The professor added that when people are made to think in an exclusivist nationalist way, not even the PAP can “put the genie back in the bottle”, adding that there has been a rise of authoritarian populism around the world.
He went on, “Frankly, I think it is irresponsible for the PAP to be using this kind of rhetoric. We should not be playing the nationalist populist game as if we’re immune from these forces. We should be instead inoculating ourselves against these ways of thinking.”
“Stop talking about critics as if they’re anti-nationals. Stop encouraging the us-versus-them attitudes,” he urged.
The lack of engagement by scholars with society is institutionalised
On the question of what scholars can do to create the space that is required for change to happen, Professor Emerita Lim said that academics need to continue with research, teaching, and public education. On top of that, scholars should also not be afraid to research and speak out on certain issues to share their expertise and opinions.
As for civil society, Prof Lim stresses that strong communities are needed to transcend the us-versus-them thinking that is pervasive in Singapore society today.
On this note, Prof Low said that part of the rise of authoritarian populism is also the rejection of experts.
“Social media has given rise to the view that my personal experience, my personal opinion counts more as evidence than what experts say,” Prof Low explained.
Though he doesn’t think this is happening in Singapore yet, the professor highlighted that this sentiment has already begun to grow.
As such, Prof Low emphasised the importance of social scientists and scholars stepping up to counter those sentiments.
“We need to make ourselves heard because one sure way we will get to that disdain and rejection is if we keep silent and we let public discourse and social media be dominated by ignorant, maybe well-meaning, but ignorant voices,” he suggested.

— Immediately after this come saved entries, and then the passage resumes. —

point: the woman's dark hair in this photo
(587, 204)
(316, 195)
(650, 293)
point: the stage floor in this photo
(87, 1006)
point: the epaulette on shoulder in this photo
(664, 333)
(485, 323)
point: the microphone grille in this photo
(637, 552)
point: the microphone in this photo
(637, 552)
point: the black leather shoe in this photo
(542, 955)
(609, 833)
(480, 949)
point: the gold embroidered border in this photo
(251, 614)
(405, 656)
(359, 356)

Looking at the problem from within the academic sphere, Assoc. Prof Tan chimed in to suggest that the reason there isn’t more intervention from scholars is that many of them are reclusive. Additionally, there is a “nervousness” in Singapore about how academic contributions to the public might be interpreted or received by both the state and the public.

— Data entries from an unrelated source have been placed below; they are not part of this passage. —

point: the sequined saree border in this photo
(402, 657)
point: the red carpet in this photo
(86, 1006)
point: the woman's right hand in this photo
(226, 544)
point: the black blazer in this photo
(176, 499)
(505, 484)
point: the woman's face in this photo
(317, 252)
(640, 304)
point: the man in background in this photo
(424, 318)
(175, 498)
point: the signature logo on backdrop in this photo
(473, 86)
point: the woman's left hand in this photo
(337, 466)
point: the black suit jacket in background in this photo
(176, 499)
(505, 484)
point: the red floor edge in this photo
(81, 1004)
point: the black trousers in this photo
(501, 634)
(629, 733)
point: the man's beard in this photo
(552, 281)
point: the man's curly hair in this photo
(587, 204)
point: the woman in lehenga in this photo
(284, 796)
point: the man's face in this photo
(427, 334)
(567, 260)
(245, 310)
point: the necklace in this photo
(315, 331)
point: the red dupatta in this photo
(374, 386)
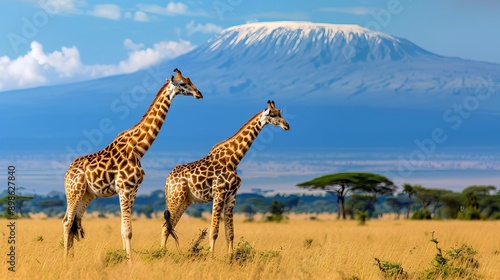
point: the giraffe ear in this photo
(178, 74)
(269, 104)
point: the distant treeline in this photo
(475, 202)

“But there’s also the preoccupation in academia to do the kind of research that views public intervention as a distraction,” he added.
He also noted that competitiveness in university has “ripped apart” collegiality and support between academics. This has to be changed.
However, he admitted, “Being much more interventionist beyond academic circles is actually having to swim against the tide and for some, it’s a very rough tide.
“Those of us who can afford it should be especially generous in the way we build collegiality within our departments and within our faculties. I think it’s got to start by strengthening our own scholarly environments.”
Assoc. Prof Teo then added that this lack of engagement is no accident, but is in fact institutionalised.
She suggested that something scholars can do to counter that is build ties and alliances outside of academia with the larger community.
“With other people who are in the civil society space, with people in the arts, activists, and to try to build communities there, where we can learn things, we can build alliances, we can take risks alternately, or spread out the risks where possible.”
“It will take a lot of really explicit attention and purposeful action to do.”